Sanity or Patience: choose one.

Do you ever have one of those moments where you think, "HA! I am sane!" Then you step in dog poo with your bare feet and remember it was your idea to get the puppy...?

Friday, April 30

Bad Mommy Weekly, No More Toys

I know what you're thinking. This mommy hasn't shared any Bad Mommy Weekly posts in quite a while. She must have discovered the holy grail of mommy-dom. She's become the perfect mommy and no longer has any Bad Mommy stories to tell.

You're absolutely right. Just stop reading now and go find some unfit parent's blog to read. There's nothing to see here.

For those you living in reality, welcome and congratulations! You may continue skimming this post and likely feel better about yourself in the end.

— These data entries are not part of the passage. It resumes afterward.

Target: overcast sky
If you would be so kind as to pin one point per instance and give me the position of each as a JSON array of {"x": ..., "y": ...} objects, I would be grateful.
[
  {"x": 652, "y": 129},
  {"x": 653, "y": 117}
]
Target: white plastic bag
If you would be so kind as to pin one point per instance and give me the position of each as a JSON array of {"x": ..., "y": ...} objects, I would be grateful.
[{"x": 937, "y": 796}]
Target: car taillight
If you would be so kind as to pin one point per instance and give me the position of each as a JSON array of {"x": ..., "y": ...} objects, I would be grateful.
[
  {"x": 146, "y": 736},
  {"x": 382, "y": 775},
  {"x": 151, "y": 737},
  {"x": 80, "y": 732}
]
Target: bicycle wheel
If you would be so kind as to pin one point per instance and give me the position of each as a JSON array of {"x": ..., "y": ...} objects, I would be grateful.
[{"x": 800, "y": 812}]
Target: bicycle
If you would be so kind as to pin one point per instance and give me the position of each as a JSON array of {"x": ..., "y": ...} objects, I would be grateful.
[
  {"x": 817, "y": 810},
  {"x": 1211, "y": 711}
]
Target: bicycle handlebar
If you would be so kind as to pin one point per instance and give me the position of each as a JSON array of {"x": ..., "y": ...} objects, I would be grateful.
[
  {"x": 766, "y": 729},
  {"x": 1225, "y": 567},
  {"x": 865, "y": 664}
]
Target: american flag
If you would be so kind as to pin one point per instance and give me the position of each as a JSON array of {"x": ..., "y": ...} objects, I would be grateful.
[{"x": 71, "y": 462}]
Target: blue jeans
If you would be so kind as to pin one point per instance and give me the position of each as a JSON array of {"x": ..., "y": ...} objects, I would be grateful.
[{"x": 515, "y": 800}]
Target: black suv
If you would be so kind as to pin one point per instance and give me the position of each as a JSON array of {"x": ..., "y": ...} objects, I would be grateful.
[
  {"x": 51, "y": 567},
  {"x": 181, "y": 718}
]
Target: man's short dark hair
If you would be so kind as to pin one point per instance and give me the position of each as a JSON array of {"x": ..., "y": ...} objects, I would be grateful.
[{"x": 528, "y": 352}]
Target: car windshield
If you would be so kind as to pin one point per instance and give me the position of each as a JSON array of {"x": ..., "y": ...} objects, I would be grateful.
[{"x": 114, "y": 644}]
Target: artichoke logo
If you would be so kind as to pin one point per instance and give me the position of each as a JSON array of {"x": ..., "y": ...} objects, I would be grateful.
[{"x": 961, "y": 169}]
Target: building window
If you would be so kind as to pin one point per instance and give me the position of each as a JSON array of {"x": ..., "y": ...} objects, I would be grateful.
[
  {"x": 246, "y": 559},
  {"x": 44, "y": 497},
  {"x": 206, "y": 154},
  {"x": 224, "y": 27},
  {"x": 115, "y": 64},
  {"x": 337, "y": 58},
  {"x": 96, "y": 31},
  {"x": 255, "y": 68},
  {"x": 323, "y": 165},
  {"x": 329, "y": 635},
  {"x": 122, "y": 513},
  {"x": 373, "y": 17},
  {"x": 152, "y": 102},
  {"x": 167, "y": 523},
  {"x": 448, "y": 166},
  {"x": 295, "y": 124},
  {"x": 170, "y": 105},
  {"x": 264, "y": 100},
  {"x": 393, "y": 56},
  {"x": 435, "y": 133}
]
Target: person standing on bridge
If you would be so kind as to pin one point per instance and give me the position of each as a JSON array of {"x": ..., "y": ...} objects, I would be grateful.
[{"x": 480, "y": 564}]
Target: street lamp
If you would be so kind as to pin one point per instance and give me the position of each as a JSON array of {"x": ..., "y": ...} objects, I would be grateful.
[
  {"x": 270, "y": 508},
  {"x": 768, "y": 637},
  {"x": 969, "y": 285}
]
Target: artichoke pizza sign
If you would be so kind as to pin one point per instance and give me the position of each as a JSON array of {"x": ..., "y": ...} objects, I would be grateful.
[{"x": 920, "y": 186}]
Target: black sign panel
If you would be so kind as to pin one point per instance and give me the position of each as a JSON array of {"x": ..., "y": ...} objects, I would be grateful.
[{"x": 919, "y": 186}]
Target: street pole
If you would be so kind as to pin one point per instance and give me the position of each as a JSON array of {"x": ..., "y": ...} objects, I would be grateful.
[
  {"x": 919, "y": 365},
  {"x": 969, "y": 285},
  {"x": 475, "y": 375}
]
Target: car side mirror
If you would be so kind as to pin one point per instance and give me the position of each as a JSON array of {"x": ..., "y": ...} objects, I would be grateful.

Monsoon is a reallyreallyreallyreally rough kind of kid. He doesn't do anything half way. He likes to pretend, usually that he's a hero out to save the day. Lucky toy who doesn't get chosen to be his nemesis, though. The way he breaks things, you'd think we only let him play with glass toys. Most of the time, it's an accident - he just gets carried away beating the transformer into the ground or drowning the evil electronic microphone in the toilet.

It's because of this toy-torture that he doesn't have as many toys as most kids do. He has plenty - a surplus still, if you ask me - but we weed through and sell or give away toys that he doesn't play with often because if they're here, they'll surely turn into the enemy and once their beheaded, no one will want them.

He still breaks the ones he has, though, so I told him last week that if he broke another one of his toys, we would take away ALL his toys and give some of them to kids who would appreciate them and take care of them. I reminded him all week, when I saw him getting rough with them, of the consequence of breaking another toy.

After only a few days, he came to me, pieces of his bumble bee helmet in his arms, and asked me politely if I would fix it.

Well crap.

I took every toy in the house, made him help me box them up so that he could experience the full effect of what was happening, and put them all out in the garage. He cried. He tried not to cry, which is awful because then I know he isn't doing it just to get his stuff back. He was devastated. So I told him he could keep ONE toy and one toy only. He could keep the helmet he had just broken. It wasn't much of a comfort to him, but I thought it fit well with the lesson I was trying to convey.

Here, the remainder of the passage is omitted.